I took him up on his offer and went back to Tennessee and finished school. I had been a straight A student up til the day I walked out, and had never officially "quit". I just left at lunch on my b'day and never went back. Even though I had missed a little over two months of school, I showed back up, did my work (still straight A's) and passed the semester exams, my grades were still high enough to graduate without having to do summer school. Then I was gone again, back to Miami and back to work. Ok, even shorter version now.
I spent many years in Miami/Homestead/North Miami Beach & Hollywood. Got into a lot of crazy stuff, Lived through the cocaine cowboy & biker stages, got older and had kids.

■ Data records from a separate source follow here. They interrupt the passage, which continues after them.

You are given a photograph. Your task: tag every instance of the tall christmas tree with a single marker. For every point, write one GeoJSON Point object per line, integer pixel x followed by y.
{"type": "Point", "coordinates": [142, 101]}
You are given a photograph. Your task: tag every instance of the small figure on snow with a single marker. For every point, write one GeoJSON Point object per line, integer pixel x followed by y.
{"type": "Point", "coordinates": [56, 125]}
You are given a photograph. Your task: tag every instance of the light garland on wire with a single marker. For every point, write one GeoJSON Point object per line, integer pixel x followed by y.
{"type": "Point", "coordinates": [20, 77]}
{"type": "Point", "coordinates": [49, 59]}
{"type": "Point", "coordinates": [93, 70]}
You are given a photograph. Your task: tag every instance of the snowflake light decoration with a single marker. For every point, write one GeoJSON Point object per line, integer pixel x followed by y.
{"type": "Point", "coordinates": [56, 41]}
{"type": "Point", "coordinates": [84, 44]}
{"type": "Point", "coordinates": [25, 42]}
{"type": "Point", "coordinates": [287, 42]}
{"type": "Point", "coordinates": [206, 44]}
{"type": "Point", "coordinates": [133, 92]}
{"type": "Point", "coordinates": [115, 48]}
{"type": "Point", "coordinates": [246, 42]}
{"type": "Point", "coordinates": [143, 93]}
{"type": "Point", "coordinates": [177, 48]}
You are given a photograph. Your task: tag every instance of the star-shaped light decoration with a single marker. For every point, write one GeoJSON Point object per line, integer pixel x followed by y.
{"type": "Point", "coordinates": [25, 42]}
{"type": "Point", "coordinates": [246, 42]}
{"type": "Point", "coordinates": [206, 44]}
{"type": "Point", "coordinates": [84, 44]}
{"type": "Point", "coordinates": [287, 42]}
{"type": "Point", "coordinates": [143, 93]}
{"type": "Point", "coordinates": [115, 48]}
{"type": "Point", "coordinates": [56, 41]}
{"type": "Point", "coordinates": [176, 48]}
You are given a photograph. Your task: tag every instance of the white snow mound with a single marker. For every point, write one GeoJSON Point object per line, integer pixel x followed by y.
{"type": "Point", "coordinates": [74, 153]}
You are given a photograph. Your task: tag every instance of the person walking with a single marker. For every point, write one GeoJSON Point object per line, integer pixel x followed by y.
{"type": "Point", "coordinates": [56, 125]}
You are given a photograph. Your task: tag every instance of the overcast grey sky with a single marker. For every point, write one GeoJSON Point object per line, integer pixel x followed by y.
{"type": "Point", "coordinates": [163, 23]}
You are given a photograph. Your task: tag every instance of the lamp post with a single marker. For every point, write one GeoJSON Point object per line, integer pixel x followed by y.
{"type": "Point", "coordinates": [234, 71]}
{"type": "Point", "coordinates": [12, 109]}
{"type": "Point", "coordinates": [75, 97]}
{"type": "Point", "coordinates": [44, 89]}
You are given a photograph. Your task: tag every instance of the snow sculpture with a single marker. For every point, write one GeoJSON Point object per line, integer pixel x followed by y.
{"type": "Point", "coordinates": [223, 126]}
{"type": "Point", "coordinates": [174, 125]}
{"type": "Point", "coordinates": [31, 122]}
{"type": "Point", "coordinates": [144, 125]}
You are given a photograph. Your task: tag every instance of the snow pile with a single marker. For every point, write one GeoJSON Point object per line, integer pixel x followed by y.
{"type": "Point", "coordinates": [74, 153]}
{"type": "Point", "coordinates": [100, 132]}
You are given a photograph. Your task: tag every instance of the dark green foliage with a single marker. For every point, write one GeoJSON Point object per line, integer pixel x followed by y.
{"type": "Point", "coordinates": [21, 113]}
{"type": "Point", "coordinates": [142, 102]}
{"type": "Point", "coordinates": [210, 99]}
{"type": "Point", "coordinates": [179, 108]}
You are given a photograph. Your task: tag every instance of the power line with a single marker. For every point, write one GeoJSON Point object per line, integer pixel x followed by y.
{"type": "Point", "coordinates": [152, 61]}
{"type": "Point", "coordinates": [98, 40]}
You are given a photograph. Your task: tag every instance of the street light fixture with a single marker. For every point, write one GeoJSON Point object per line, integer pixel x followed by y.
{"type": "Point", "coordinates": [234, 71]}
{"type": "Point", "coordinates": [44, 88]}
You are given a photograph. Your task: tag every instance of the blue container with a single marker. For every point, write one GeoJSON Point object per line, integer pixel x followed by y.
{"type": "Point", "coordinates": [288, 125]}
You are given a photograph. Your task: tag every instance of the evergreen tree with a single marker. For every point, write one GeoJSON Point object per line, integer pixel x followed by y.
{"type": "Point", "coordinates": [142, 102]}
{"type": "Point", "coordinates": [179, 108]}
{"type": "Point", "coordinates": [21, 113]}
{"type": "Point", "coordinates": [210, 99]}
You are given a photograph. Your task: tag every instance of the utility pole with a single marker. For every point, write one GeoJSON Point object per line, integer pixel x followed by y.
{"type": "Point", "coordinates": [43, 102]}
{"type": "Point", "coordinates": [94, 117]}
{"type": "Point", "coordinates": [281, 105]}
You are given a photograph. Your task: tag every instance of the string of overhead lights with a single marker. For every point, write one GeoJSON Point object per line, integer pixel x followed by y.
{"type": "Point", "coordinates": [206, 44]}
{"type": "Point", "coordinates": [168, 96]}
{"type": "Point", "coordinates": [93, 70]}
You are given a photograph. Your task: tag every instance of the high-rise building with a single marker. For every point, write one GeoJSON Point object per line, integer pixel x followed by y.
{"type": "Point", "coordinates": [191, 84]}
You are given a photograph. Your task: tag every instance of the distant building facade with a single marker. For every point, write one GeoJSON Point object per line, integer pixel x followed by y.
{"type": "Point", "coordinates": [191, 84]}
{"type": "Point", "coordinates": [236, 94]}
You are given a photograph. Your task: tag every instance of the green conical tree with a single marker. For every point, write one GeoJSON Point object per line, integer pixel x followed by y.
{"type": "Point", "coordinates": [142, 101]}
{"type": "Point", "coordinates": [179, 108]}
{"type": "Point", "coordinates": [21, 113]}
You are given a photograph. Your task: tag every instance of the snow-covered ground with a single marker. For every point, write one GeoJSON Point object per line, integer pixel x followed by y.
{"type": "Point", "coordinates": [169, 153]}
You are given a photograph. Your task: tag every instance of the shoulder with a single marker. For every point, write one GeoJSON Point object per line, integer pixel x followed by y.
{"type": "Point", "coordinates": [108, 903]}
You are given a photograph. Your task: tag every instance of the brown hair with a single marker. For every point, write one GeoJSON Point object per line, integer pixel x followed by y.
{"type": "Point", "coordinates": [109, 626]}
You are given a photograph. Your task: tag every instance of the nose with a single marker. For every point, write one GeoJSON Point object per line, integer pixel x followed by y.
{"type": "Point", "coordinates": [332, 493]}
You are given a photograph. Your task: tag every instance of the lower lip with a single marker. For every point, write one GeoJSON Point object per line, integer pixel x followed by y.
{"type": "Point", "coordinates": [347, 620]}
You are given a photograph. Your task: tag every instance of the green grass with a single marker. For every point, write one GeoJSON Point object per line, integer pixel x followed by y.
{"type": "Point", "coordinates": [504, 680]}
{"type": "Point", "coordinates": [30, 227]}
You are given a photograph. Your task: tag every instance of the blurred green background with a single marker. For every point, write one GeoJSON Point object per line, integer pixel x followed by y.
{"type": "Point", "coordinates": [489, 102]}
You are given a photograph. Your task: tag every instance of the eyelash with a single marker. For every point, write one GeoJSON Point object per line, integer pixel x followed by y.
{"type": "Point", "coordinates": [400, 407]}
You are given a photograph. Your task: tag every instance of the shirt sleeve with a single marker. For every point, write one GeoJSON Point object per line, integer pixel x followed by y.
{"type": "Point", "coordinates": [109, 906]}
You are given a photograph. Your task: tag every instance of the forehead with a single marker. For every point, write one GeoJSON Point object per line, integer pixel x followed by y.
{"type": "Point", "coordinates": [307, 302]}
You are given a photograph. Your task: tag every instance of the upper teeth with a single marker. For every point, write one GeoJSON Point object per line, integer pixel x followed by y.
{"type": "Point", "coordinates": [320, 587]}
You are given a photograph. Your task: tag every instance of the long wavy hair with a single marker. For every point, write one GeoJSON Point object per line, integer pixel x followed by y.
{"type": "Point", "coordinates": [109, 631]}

Miami was getting really bad by then, and I decided that I was going to move back up here when the kids were old enough for school. Then along came Hurricane Andrew and I lost my home and everything I'd worked for to it. I moved my plans forward a little bit, first moving to Georgia, then back here to Tn in 2002. I was in no way possible for the changes that had happened around here, even though I came for a few weekend visits and stayed with some family here when I did.
The town itself hadn't changed much, but meth had taken its death grip on the people here. I saw people I graduated with, and they all looked 20 years older than me, except for the few who stayed away from the shit. Several classmates had died from overdoses, or car accidents from falling asleep after being up for a 4 or 5 day binge. The same went for people I knew who were anywhere from 1 to 4 years behind me in school. Hell, one of my kids' teacher didn't show up for class one Monday morning so they had the cops do a welfare check on him since he hadn't called in and they couldn't get him on his home or cell phone. The cops found him slumped over his computer dead, with a bag of meth and a pipe on the desk.
I have seen the effects first hand on how it ages people beyond their years as far as looks. The last time I checked, Coleman camp fuel, anhydrous ammonia, battery acid, match heads and striker plates weren't on the top of the list of wrinkle removers and/or beauty creams, either. Speaking as someone who once had a $1,000/day cocaine habit, I don't understand how people can, and do, willingly put this shit in their bodies... Where we were once in the news every day, averaging 4 or 5 meth lab busts per day, it doesn't even make the news anymore. How sad is that??